El asunto se ha venido complicando seriamente con la muerte de Jorge Enrique Pizano, pues en su condición de “controller” o auditor del controvertido contrato firmado entre Corficolombiana y Odebrecht, denunció presuntas irregularidades al abogado Martínez Neira, quien al parecer no hizo la respectiva denuncia y ahora como Fiscal se pone en duda su imparcialidad en su papel de máximo jefe de la poderosa Fiscalía.
Los documentos y grabaciones hechos públicos por Noticias Uno y El Espectador, muestran que Pizano, detectó más de $ 30 millones de dólares en pagos por parte del consorcio para consultorías inexistentes. Incluso el prestigioso diario británico The Economist dedicó un reportaje a este caso de corrupción, poniendo en entredicho la imparcialidad de Martínez, denunciando sus nexos con la clase política y aseverando la existencia de sobornos a políticos colombianos.

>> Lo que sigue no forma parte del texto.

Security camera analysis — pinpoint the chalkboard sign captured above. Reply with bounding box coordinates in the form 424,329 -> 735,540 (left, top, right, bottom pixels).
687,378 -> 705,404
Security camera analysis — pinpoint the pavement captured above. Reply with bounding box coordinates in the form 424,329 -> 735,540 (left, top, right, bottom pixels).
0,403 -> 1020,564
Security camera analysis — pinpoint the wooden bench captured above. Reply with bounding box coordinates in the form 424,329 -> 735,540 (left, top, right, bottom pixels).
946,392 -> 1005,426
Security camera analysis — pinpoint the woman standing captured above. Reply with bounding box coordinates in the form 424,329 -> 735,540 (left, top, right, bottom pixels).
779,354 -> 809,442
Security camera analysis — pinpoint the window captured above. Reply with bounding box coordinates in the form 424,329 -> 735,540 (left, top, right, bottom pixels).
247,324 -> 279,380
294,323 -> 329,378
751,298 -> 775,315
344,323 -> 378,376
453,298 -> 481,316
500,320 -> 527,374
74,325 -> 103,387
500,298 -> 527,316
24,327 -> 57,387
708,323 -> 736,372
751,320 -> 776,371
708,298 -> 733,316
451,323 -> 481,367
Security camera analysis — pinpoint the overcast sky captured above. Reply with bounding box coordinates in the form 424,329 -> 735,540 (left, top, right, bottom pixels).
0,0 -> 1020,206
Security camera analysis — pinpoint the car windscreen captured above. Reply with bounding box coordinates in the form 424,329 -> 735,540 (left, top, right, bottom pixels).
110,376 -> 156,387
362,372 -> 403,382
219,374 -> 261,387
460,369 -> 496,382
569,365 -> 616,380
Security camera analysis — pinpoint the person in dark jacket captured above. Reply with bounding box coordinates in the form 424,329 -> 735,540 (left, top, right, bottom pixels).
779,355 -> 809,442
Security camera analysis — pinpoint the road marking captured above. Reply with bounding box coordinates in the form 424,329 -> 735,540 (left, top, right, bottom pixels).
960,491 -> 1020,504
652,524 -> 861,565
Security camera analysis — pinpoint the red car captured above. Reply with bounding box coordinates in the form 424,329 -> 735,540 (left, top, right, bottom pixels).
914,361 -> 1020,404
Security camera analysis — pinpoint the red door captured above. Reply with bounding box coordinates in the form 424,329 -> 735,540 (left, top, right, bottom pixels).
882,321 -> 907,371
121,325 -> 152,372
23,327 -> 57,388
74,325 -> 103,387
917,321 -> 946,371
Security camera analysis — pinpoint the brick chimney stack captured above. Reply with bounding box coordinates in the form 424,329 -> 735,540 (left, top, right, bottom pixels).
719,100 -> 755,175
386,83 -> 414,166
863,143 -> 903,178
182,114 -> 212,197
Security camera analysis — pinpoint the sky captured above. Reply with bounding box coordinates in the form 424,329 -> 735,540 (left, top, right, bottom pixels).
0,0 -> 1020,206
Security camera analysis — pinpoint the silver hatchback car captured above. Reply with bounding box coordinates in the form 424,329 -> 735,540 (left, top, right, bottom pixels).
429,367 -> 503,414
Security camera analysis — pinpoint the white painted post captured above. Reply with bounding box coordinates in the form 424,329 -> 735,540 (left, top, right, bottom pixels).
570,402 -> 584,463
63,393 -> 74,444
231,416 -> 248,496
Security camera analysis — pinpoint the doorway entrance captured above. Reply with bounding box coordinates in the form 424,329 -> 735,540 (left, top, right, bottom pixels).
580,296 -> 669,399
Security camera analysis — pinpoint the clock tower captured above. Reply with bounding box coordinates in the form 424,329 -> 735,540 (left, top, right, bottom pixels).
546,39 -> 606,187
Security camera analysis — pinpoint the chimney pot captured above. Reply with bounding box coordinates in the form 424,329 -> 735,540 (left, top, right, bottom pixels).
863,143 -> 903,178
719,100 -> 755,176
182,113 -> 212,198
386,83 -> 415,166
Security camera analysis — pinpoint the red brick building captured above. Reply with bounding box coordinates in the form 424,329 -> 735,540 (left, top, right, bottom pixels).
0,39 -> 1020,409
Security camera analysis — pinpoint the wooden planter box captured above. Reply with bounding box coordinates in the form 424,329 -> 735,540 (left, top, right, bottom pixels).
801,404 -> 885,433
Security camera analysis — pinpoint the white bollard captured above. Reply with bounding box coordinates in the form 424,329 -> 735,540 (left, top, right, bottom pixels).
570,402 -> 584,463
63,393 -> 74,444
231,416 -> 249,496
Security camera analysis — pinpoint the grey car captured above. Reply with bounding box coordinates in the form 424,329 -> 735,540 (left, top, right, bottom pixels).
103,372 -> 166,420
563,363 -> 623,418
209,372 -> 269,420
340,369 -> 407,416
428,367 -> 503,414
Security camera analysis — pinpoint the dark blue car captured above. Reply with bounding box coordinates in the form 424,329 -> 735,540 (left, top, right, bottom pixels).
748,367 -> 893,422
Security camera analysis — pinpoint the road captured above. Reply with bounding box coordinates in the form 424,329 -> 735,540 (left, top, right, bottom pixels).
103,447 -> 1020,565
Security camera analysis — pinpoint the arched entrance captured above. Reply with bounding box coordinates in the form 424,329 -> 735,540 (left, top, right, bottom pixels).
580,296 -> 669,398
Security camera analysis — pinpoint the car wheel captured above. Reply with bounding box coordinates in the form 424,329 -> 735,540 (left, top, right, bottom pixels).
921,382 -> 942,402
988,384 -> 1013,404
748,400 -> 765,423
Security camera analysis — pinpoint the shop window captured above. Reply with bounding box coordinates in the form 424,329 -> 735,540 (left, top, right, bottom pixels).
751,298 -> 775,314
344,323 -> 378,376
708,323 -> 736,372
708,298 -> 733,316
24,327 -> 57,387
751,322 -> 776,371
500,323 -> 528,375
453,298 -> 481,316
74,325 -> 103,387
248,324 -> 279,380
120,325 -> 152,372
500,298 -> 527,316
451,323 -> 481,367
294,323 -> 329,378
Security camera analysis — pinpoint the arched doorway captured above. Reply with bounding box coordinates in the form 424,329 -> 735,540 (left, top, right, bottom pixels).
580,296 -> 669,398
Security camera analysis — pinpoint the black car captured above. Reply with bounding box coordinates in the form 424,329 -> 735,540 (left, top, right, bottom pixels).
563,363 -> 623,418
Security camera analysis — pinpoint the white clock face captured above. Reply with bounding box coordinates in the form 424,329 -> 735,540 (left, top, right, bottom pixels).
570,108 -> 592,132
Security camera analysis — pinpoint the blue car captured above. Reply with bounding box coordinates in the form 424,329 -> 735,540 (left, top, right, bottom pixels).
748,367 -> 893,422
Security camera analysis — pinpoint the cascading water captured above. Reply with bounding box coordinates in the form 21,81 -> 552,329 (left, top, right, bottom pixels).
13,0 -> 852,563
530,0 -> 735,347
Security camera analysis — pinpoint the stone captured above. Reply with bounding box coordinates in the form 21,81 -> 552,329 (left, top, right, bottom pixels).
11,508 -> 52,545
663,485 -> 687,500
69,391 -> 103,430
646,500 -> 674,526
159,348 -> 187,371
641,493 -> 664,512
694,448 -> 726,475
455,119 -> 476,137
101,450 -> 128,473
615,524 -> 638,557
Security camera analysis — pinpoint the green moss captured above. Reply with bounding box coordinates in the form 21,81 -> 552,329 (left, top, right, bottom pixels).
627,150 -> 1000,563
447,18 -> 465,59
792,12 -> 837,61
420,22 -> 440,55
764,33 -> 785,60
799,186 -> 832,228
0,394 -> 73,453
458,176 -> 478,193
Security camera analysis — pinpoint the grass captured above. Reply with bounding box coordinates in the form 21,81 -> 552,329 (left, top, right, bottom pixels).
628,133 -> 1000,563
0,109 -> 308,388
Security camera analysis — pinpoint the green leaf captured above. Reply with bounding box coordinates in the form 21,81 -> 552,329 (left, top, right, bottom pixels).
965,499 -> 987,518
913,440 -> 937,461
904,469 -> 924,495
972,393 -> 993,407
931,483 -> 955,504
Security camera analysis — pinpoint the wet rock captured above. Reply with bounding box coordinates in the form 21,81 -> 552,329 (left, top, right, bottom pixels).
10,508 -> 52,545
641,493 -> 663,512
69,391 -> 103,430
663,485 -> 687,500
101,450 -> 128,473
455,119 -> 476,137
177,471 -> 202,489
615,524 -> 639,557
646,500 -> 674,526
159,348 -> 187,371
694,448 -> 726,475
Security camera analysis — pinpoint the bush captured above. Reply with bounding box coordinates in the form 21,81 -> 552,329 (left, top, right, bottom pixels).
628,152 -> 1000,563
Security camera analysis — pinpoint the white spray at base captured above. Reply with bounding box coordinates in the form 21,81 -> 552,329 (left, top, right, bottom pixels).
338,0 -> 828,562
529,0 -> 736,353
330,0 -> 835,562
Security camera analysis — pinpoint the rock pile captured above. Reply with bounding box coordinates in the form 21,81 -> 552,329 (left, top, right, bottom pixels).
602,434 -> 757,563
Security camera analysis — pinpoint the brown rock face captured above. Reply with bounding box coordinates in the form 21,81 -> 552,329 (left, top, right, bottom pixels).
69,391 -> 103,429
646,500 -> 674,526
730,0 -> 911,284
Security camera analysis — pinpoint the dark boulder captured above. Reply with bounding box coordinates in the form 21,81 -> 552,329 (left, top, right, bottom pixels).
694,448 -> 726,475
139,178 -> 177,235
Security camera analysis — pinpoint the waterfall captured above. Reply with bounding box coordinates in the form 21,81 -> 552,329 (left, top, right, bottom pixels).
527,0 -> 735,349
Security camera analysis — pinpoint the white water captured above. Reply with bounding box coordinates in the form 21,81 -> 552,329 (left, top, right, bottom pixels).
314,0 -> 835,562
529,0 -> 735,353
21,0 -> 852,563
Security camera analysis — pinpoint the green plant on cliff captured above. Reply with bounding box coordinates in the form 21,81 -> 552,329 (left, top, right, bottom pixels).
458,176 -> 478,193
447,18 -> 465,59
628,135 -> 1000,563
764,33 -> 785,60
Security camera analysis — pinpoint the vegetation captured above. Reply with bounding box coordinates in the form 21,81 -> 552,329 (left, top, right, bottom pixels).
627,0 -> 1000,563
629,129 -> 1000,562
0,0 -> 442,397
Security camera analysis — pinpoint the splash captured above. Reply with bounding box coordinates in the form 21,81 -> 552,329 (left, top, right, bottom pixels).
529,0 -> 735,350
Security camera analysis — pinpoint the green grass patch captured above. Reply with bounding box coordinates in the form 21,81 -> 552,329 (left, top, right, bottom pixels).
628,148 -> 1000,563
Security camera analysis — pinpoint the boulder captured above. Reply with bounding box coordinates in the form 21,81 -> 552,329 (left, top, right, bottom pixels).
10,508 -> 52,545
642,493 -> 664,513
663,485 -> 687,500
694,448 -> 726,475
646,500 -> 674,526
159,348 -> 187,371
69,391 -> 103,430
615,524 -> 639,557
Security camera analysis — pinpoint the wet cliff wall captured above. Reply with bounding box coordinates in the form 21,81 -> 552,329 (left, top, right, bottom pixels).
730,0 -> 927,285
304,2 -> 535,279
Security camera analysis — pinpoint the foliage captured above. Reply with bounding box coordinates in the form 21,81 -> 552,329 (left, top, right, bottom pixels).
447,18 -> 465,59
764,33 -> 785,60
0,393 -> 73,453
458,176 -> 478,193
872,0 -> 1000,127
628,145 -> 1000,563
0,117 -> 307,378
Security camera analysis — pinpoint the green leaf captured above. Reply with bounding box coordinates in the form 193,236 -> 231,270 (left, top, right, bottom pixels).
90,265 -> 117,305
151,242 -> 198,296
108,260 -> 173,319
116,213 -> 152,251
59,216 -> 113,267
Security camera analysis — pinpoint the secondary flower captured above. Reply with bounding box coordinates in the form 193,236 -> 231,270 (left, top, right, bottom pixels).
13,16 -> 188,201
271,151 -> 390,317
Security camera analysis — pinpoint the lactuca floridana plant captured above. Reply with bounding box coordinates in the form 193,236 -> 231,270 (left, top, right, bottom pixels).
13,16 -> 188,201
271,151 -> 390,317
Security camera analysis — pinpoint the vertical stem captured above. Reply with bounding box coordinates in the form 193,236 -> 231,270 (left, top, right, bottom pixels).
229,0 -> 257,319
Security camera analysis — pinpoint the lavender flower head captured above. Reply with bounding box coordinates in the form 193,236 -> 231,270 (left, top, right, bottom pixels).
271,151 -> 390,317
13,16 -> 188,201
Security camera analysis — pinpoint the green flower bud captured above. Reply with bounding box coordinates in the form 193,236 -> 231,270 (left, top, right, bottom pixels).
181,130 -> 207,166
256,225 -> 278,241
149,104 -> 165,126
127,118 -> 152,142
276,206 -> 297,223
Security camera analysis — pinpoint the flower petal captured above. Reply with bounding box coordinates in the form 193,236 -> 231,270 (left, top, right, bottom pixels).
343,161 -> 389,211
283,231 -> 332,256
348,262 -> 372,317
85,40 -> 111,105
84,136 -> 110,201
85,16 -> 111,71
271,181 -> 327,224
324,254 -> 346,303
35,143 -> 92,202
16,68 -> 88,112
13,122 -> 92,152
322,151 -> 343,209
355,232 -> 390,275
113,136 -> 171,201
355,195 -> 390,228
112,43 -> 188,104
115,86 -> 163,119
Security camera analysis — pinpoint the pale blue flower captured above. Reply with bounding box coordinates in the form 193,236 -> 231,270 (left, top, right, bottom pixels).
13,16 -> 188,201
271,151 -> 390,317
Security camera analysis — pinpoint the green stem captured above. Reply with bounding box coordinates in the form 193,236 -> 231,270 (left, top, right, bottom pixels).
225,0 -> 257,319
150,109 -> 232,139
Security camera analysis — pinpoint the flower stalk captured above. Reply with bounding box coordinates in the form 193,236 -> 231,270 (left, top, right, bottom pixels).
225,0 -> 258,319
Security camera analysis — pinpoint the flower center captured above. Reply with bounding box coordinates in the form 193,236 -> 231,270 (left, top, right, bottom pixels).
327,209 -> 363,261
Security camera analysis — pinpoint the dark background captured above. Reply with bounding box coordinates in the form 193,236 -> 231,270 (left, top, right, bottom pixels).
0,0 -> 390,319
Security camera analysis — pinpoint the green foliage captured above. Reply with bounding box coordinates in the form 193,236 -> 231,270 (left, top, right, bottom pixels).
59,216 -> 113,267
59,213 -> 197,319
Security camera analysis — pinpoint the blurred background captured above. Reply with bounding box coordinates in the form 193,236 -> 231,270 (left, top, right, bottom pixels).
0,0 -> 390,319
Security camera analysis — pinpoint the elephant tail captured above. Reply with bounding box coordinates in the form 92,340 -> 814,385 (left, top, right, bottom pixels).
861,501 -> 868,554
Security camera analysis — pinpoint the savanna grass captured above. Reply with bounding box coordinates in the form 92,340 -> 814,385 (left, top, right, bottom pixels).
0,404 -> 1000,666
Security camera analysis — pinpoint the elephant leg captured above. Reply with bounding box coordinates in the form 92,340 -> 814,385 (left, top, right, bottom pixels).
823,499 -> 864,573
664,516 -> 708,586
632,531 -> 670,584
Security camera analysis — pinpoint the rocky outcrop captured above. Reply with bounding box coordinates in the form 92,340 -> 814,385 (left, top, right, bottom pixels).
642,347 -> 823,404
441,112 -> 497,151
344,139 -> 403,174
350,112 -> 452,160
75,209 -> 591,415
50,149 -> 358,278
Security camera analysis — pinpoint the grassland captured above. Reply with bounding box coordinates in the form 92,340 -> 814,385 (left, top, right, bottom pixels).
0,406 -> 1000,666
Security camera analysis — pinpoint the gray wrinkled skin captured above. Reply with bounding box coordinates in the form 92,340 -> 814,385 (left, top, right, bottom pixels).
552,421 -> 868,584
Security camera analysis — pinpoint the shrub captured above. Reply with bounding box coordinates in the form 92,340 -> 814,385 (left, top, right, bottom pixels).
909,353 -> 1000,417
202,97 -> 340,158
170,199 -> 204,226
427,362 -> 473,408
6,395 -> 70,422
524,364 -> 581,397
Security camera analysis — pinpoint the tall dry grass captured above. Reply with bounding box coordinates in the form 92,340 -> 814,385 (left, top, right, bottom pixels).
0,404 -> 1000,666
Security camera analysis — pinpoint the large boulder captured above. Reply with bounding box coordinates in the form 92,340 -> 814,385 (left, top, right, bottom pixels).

La muerte con cianuro del hijo de Pizano enreda aún más el panorama y despierta muchos interrogantes entre la opinión pública. ¿El veneno iba dirigido al ex empleado del grupo Aval? ¿Su muerte fue natural o podría haber manos criminales? ¿Su desaparición truncó un eventual acuerdo con los Estados Unidos para poner al descubierto esa red de corrupción? ¿Qué tan enterado estaba Martínez Neira de las maniobras de Odebrecht?
El Fiscal ha negado ante los medios de comunicación que desconocía la existencia de actuaciones ilegales como para ponerla en conocimiento de las autoridades. ¿Será cierta esta afirmación?
Este oscuro episodio le resta credibilidad al máximo jefe del organismo investigador de Colombia, quien como la mujer del César, no solo debe ser impoluto sino parecerlo.
Le queda el reto a la Fiscalía de demostrar su imparcialidad y el rigor en su trabajo investigativo, para desenmascarar los protagonistas del más grande caso de corrupción de Latinoamérica.
(*Dir. Grupo Nuevas Visiones del Derecho – USCO).